They must have some rabbit in them, right?
I watched the Derby on television. Before that, though, I was wandering around FanFest in downtown Kansas City and happened across the Rawlings guys, selling baseballs. Lest they suspect that I'm some sort of muckraking journalist like that guy in the last season of The Wire, I stuff my credential in my back pocket, walk up to a fellow behind a table and say ...
"Say, do you guys supply special baseballs for the Home Run Derby? You know, that go farther?
"Nope," the fellow said, "they're exactly the same balls."
But why wouldn't they use special livelier baseballs in the Home Run Derby? What would it hurt?
"It's just not worth it to us to make that few balls, special. The NCAA's asked us to do it for their home-run derby, and we said no. Anyway, the only way to make the ball go farther would be to wind the yarn tighter, and if we do that it won't meet the specs."

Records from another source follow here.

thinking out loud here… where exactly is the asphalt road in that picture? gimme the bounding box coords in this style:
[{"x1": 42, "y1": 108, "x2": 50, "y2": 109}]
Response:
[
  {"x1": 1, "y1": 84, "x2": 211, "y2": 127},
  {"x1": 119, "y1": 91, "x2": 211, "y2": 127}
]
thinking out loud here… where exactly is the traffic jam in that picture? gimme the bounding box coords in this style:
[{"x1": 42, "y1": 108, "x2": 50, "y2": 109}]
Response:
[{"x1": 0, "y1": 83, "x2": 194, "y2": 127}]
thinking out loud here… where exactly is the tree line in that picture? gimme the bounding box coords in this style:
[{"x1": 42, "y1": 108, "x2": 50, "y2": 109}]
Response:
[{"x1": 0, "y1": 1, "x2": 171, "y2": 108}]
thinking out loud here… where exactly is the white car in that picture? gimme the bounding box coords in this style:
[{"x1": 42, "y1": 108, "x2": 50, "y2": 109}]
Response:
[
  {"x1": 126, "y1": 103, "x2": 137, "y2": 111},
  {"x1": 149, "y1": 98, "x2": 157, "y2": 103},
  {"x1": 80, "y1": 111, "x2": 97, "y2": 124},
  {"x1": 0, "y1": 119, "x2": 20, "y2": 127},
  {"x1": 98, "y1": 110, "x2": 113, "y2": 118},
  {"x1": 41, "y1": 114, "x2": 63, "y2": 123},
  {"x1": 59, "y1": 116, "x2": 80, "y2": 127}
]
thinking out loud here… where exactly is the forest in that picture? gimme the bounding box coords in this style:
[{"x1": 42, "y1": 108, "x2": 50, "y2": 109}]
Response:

There was more, and I'm paraphrasing from memory because if I'd pulled out my notebook ... well, he would have known I'm a muckraking journalist. I so wanted someone to tell me the balls are juiced.
And maybe they were, once. But I believe they're not, now. Especially after a Home Run Derby in which the distance was immediately posted for every home run, and none traveled even 500 feet. Which, considering the speed at which the pitches were coming in, seems just about right.